Looking Back in Time

By Carlie Boswell, Enrollment and March Coordinator

In case you haven’t heard, Big Brothers Big Sisters of the Midlands is turning 60 years old and we could not be more excited! It all started in 1955 when The Omaha Jaycees established a Big Brothers program. In 1959, they successfully incorporated the Agency to meet the needs of boys from father-absent homes.

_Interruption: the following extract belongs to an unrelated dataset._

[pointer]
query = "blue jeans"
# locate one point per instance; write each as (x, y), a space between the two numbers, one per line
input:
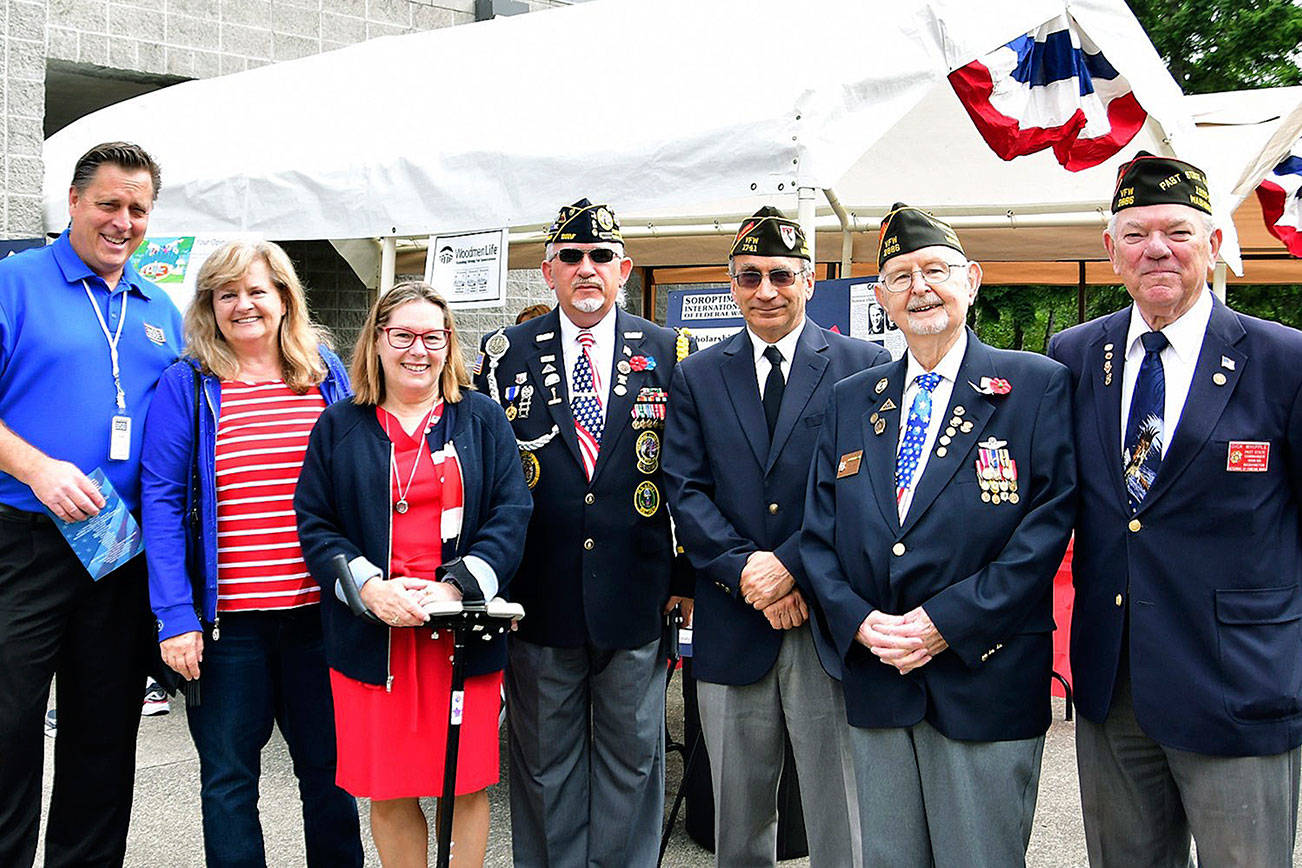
(268, 666)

There is a binder in our office that has clipped articles glued on pages. These articles date back to 1961 and detail the history of our agency. As a self-proclaimed history nerd, I sat down at my desk and spent way too much time reading through these glimpses of our history as an agency. Needless to say, as a person born almost 30 years from the beginning of the agency, it was definitely a culture shock to read through some of the articles and see what the world looked like at the time. So I turned to ‘Hits of the 1960s’ on Spotify and dove into it.

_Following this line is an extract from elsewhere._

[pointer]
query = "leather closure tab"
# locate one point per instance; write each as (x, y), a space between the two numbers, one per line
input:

Picture this: Chubby Checker’s “The Twist” is on the FM radio. Almost half of the population in America is under 18 and drive-ins are where you go to meet up with friends. A hamburger costs 20 cents. Color TV has pushed out typical nights of reading and the British Invasion has started.

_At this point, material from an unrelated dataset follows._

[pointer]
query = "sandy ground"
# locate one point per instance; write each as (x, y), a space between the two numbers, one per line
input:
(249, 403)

In 1961, Big Brothers’ annual budget was $15,000. Our slogan was “no man ever stands so straight as when he stoops to help a boy.”  In January 1961, the board of our agency was beginning the search for an Executive Director and by December of that year Chris Muller was hired. Articles from 1962 and 1963 spoke about the guidance sought by male mentees and different donations made to the agency. By February 1969, there were 79 Big and Little matches with a number of children still waiting.

As the 60’s moved into the 70’s (and the music I was listening to became Stevie Wonder and Queen), Big Sisters appeared in the area. In fall of 1971, the Omaha Big Sisters opened with the “aim to match ‘girls who need friends’ with big sisters.” Omaha Big Sisters began as a joint project through several agencies and had advisement from Big Brothers of Omaha and Council Bluffs, Omaha Public Schools, Urban League of Nebraska and a number of other community partners. In September 1973, when the annual budget had grown to $150,000, it was announced that Big Brothers was taking on the Big Sisters program, making it officially…Big Brothers Big Sisters of the Midlands!

May 1973 shot of Dodge Street in Omaha, NE by Charles O’Rear

Dr. Earl V. Brown was interviewed in an article published in the December 1969 UNO newspaper.  Dr. Brown was a veterinarian, World War II veteran and the Omaha-Council Bluffs “Big Brother of the Year.” Dr. Brown spoke about his time as a Big and the two Little Brothers he had been able to mentor. My favorite quote from all of the cut out articles was his, saying “it’s not that I’m to be a Santa Claus or even a father. I’m a Big Brother. I am there to provide a missing companionship, not money.” Dr. Brown so greatly voiced our agency’s goal, both in 1969 and still to this day.

Our agency has grown tremendously from 1959. We now have almost 40 staff members and an annual budget of $2.5 million. We are thrilled to be celebrating 60 years and annually serving over 1,000 youth in our community. We hope you will join us as we celebrate all year long!